1. Transport encryption (TLS) for all data transmitted between your browser and the Website and between us and our processors;

2. Encryption at rest on the storage layers used by Wix, Google, Microsoft, and Holded;

3. Strong authentication, including two-factor authentication on all administrator accounts;

4. Within OrangeGuide Academy, access is on a strict need-to-know basis; in practice the sole administrator is the only natural person with access to your data on our side.

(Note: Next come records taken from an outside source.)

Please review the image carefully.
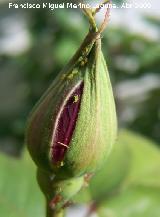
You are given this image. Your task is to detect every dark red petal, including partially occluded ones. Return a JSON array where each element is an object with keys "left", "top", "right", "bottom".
[{"left": 52, "top": 83, "right": 83, "bottom": 163}]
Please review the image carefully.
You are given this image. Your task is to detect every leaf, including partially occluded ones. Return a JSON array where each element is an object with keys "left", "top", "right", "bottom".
[{"left": 0, "top": 150, "right": 44, "bottom": 217}]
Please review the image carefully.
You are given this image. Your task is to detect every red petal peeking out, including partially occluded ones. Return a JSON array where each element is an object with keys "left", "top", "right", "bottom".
[{"left": 51, "top": 83, "right": 84, "bottom": 164}]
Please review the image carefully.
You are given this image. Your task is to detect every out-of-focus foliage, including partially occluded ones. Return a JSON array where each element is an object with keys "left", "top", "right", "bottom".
[
  {"left": 0, "top": 153, "right": 45, "bottom": 217},
  {"left": 0, "top": 0, "right": 160, "bottom": 155},
  {"left": 0, "top": 130, "right": 160, "bottom": 217}
]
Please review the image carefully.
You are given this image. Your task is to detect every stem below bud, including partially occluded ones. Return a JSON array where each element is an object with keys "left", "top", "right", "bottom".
[{"left": 51, "top": 83, "right": 83, "bottom": 164}]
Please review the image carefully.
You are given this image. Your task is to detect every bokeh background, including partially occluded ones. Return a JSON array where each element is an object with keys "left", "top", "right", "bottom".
[
  {"left": 0, "top": 0, "right": 160, "bottom": 155},
  {"left": 0, "top": 0, "right": 160, "bottom": 217}
]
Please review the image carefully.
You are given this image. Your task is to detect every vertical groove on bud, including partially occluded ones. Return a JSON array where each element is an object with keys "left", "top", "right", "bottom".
[{"left": 51, "top": 82, "right": 84, "bottom": 164}]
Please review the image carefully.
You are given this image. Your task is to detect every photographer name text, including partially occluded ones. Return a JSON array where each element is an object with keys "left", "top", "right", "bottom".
[{"left": 8, "top": 2, "right": 151, "bottom": 11}]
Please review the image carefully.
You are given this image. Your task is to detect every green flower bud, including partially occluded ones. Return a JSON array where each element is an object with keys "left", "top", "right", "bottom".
[
  {"left": 37, "top": 169, "right": 84, "bottom": 210},
  {"left": 26, "top": 32, "right": 117, "bottom": 178}
]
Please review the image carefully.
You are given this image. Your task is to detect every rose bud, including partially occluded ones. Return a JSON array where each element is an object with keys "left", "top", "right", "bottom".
[{"left": 26, "top": 31, "right": 117, "bottom": 178}]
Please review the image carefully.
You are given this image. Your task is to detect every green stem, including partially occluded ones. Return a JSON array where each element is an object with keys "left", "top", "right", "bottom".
[{"left": 46, "top": 205, "right": 64, "bottom": 217}]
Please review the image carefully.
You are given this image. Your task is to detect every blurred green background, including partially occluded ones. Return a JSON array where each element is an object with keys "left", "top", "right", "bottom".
[{"left": 0, "top": 0, "right": 160, "bottom": 217}]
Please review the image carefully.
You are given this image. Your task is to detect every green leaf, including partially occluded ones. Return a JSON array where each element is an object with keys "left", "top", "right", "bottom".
[{"left": 0, "top": 150, "right": 45, "bottom": 217}]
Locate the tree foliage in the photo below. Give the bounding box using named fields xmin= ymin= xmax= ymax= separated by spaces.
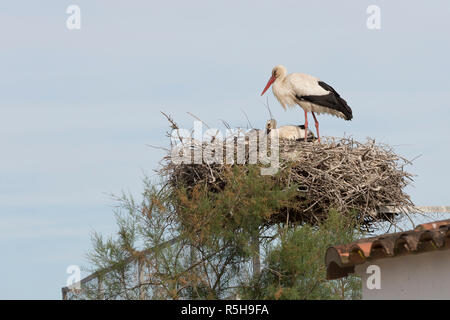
xmin=84 ymin=166 xmax=360 ymax=299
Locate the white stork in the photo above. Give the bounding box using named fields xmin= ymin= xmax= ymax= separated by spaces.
xmin=261 ymin=65 xmax=353 ymax=142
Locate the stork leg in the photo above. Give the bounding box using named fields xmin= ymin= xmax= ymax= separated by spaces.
xmin=305 ymin=110 xmax=308 ymax=142
xmin=311 ymin=112 xmax=320 ymax=143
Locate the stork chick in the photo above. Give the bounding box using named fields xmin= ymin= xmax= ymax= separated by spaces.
xmin=261 ymin=65 xmax=353 ymax=142
xmin=266 ymin=119 xmax=314 ymax=140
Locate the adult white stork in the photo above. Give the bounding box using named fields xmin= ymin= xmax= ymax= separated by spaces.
xmin=261 ymin=65 xmax=353 ymax=142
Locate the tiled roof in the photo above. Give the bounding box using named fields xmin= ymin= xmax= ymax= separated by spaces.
xmin=325 ymin=219 xmax=450 ymax=280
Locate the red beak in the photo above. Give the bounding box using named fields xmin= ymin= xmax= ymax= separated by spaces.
xmin=261 ymin=76 xmax=275 ymax=95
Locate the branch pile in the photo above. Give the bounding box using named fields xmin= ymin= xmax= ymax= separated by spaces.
xmin=160 ymin=116 xmax=413 ymax=230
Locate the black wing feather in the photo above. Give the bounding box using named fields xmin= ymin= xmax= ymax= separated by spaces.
xmin=297 ymin=81 xmax=353 ymax=120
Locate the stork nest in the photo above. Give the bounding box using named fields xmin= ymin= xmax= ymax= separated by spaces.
xmin=160 ymin=117 xmax=414 ymax=230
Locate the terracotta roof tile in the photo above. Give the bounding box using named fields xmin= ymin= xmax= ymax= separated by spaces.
xmin=325 ymin=219 xmax=450 ymax=280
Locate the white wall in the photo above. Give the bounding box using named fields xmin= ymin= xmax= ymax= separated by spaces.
xmin=355 ymin=250 xmax=450 ymax=300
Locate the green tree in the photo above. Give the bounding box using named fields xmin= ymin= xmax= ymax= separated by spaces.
xmin=77 ymin=166 xmax=360 ymax=299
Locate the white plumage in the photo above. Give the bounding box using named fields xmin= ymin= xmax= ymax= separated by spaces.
xmin=266 ymin=119 xmax=314 ymax=140
xmin=261 ymin=65 xmax=353 ymax=142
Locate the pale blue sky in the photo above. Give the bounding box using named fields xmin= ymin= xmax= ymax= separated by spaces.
xmin=0 ymin=0 xmax=450 ymax=299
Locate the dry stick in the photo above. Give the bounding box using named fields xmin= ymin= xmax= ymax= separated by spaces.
xmin=241 ymin=108 xmax=253 ymax=129
xmin=187 ymin=111 xmax=210 ymax=129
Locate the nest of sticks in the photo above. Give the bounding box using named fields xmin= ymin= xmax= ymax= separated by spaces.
xmin=160 ymin=115 xmax=414 ymax=230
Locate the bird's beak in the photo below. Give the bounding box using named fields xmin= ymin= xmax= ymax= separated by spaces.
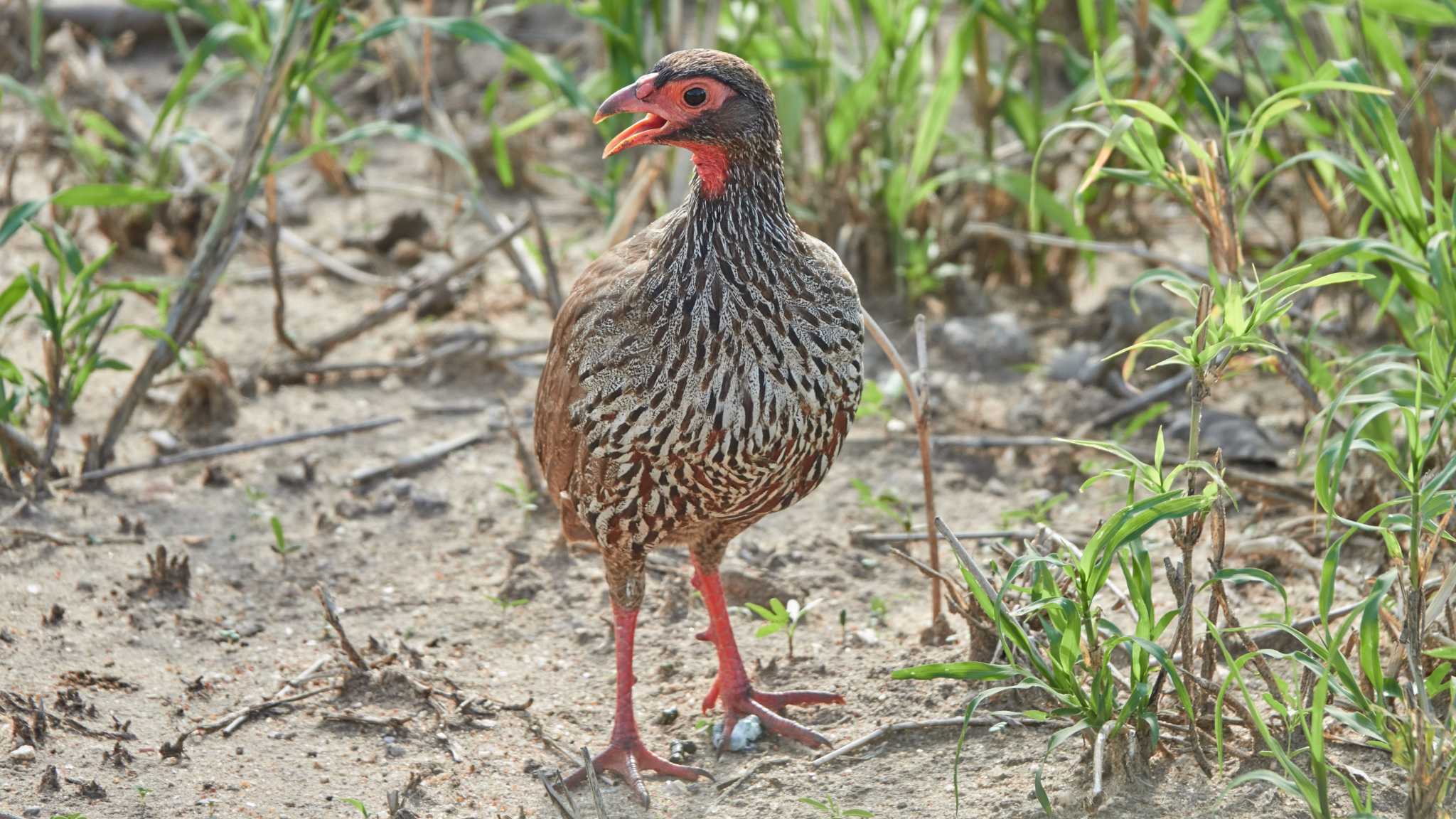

Our processors have technical access only to the extent necessary to deliver their services to us, governed by the data processing agreements in Section 7;

5. Use exclusively of processors that have provided documented guarantees of GDPR compliance, supported by a written processing agreement and a published list of sub-processors;

6. Periodic review of the processing activities, processor list, and retention schedule.

No system of electronic transmission or storage can be guaranteed to be 100% secure. In the event of a personal data breach likely to result in a risk to your rights and freedoms, we will notify the AEPD within 72 hours of becoming aware of the breach in accordance with GDPR Art. 33, and we will notify you directly without undue delay where the breach is likely to result in a high risk to your rights and freedoms (Art. 34).

​

16. Minors

The Services are not directed at minors. Our Terms and Conditions require all users to be at least 18 years old. We do not knowingly collect personal data from anyone under 18. If we become aware that we have collected personal data from a minor, we will delete that data without undue delay. The GDPR Art. 8 digital age of consent (16 in Germany; 14 in Spain and Austria) is therefore not relevant to access to the Services.

​

17. Changes to This Policy

We may update this Privacy Policy from time to time to reflect changes in our processing activities, the recipients we engage, or applicable law. The version number and date at the top of this Policy identify the current version. Material changes will be notified by email (where you have given us your email) and by a prominent notice on the Website before they take effect. Changes will not be applied retroactively to processing already carried out.

​

18. Contact

OrangeGuide Academy, S.L.U.

Rambla Catalunya 57-59, 4º 1ª, 08007 Barcelona, Spain

Privacy queries: privacy@orangeguide-academy.com

General queries: info@orangeguide-academy.com

​

Commercial Register

Registered with the Mercantile Registry of Barcelona (Registro Mercantil de Barcelona)

IRUS: 1000472505965

Folio: 1

Hoja: B656040

Inscripción: 1​

​

Full corporate identification (Mercantile Registry data) is set out in our Legal Notice.